The Lilly Ledbetter Fair Pay Act marked a significant milestone in advancing equal pay for all workers. Seven years later, the median wage of a woman working full-time year-round in the United States remains only 79 percent of a man’s median earnings. And while this marks an improvement (back in 2008, the ratio was approximately 75 percent), it’s also a clear indicator that there is more work to be done. President Obama’s announcement of additional measures to close the gap will bring much-needed focus and attention on work that needs to be done. In particular, I am excited to learn that the White House is to host a summit on “The United State of Women” on May 23rd.
For many years, I have championed a focus on women leaders, gender diversity and the way that leveraging female talent can drive innovation and profitability. I firmly believe that while equality is important, it is just one element in a broader mix of initiatives that needs to be addressed in parallel. Equality is not just the right thing for people, it’s the right thing for business, innovation, and profitability. Recent research by Silvia Anne Hewlett reveals a remarkable correlation between inclusive leadership, innovative output, and market growth – what she calls a “speak up culture”.
We find that at publicly traded companies with two-dimensional diversity—where the senior leadership team has both inherent diversity in terms of gender, age, and race,and an acquired appreciation for difference based on experience and learning—employees are 70% more likely than those at non-diverse publicly traded companies to report having captured a new market in the last year and 45% more likely to report having grown market share.
But delivering on this proposition is a challenge for leaders. It means that we must address a seeming paradox – professional ambition and personal compassion. Professional ambition in this context is not just about the individual leader’s agenda. It is necessarily broader. Today’s leaders require a growth mindset and a capacity for what I call compassionate leadership. As I explain on the NTTi3 blog:
Compassionate leadership requires bringing the heart into workplace. This is often times seen by my fellow colleagues as being a soft and perhaps – weak approach – that inherently undermines productivity and profitability. Old traditional leadership theories have assured us that the best managers are the brainiest and most analytical—intentionally insulated from emotions. In fact, traditional leadership is often oriented toward a “command and control” mentality and approach. I disagree ‘heartedly’ with this notion.

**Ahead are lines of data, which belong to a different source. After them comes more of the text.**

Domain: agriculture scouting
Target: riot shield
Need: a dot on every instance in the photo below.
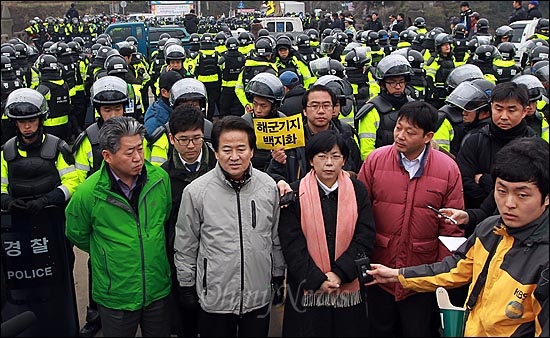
(37, 262)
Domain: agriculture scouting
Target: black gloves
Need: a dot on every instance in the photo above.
(278, 287)
(35, 206)
(17, 205)
(13, 204)
(188, 297)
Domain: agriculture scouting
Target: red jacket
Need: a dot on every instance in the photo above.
(406, 230)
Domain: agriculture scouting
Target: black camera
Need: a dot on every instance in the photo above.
(362, 264)
(287, 198)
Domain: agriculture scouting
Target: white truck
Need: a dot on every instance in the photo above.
(293, 7)
(283, 24)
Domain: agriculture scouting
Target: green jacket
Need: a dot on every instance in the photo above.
(128, 257)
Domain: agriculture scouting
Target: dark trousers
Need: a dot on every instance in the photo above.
(412, 317)
(229, 103)
(250, 324)
(213, 90)
(79, 102)
(153, 319)
(184, 319)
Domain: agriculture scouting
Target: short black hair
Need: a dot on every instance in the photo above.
(510, 90)
(230, 123)
(420, 114)
(186, 117)
(318, 88)
(525, 159)
(323, 142)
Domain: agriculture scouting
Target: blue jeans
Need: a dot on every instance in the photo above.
(153, 319)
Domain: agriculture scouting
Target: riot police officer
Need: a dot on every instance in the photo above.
(375, 121)
(37, 167)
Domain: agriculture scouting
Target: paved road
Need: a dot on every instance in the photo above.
(81, 286)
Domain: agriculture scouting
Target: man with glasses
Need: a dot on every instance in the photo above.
(189, 158)
(226, 243)
(290, 165)
(376, 119)
(406, 229)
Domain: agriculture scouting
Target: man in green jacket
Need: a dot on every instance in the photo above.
(117, 215)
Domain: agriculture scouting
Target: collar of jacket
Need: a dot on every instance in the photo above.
(206, 153)
(534, 232)
(422, 160)
(237, 185)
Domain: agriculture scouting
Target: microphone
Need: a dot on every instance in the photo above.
(16, 325)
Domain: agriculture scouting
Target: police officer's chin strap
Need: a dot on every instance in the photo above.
(38, 134)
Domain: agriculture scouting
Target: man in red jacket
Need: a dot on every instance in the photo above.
(402, 180)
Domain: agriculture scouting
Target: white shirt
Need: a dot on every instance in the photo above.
(327, 190)
(412, 166)
(197, 160)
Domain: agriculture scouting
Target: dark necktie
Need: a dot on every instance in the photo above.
(192, 167)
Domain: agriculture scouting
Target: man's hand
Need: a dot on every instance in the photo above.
(17, 205)
(279, 155)
(35, 206)
(458, 215)
(382, 274)
(278, 288)
(477, 177)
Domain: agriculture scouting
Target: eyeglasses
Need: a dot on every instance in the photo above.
(394, 84)
(316, 106)
(325, 157)
(184, 141)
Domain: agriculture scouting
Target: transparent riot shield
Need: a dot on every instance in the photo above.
(38, 262)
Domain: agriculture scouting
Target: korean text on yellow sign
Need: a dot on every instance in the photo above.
(282, 131)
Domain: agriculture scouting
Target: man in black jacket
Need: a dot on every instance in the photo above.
(519, 12)
(189, 158)
(191, 22)
(533, 11)
(509, 102)
(72, 12)
(294, 90)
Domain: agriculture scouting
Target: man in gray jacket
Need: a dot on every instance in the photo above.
(227, 248)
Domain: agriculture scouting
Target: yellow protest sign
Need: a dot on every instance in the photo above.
(282, 131)
(270, 8)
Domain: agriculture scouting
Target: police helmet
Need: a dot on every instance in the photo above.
(462, 73)
(115, 64)
(471, 95)
(539, 53)
(442, 39)
(48, 63)
(26, 103)
(232, 43)
(534, 86)
(264, 46)
(326, 66)
(174, 52)
(482, 25)
(357, 57)
(393, 65)
(419, 22)
(188, 89)
(109, 90)
(507, 51)
(328, 45)
(267, 86)
(263, 32)
(540, 70)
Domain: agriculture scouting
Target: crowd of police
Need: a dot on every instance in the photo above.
(61, 69)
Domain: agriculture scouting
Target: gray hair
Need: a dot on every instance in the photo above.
(115, 128)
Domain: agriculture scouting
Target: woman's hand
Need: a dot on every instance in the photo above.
(458, 215)
(279, 155)
(382, 274)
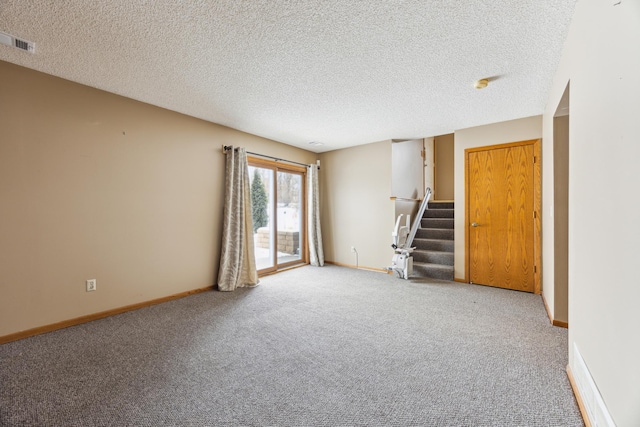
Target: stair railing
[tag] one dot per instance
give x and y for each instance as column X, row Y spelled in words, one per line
column 417, row 220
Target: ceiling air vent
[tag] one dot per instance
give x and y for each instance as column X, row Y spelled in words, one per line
column 10, row 40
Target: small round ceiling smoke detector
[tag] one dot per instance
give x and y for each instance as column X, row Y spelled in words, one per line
column 481, row 84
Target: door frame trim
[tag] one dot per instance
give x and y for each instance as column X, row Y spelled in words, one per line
column 537, row 206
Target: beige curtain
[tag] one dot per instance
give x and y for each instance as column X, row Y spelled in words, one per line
column 316, row 253
column 237, row 257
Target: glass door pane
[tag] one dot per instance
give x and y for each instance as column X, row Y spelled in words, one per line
column 290, row 213
column 262, row 204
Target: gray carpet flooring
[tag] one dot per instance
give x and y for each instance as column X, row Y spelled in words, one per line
column 308, row 347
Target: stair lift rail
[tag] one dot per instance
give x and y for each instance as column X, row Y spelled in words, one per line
column 418, row 218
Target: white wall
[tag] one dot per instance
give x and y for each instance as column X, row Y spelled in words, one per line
column 480, row 136
column 355, row 187
column 601, row 59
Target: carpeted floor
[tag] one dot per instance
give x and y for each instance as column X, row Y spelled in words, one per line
column 311, row 346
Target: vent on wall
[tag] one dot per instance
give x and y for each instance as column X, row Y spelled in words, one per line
column 10, row 40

Yet the question remains. How do leaders manifest compassionate leadership? It sounds great in theory but what does it look like in practice? We need to look no further than Salesforce’s Marc Benioff who has announced his support for President Obama’s recent announcements. In 2015, Benioff initiated a review of the the salaries of all 16,000 of Salesforce’s employees, spending $3 million to bring parity to give female employees salaries equal to male employees. As he explains:
I believe that businesses are more successful when equality is built into the fabric of the company.
And this is the real leadership challenge. It’s the challenge of culture beyond equality. It’s about building compassionate leadership, supporting it with the right processes, incentives and actions.
Nina Nets It Out: There has been much public focus and attention on the subject of equal pay – but in the seven years since the passing of the Lilly Ledbetter Fair Pay Act, little has changed. Equality is a goal worth striving for – but the culture of business needs work before we can see more significant gains made.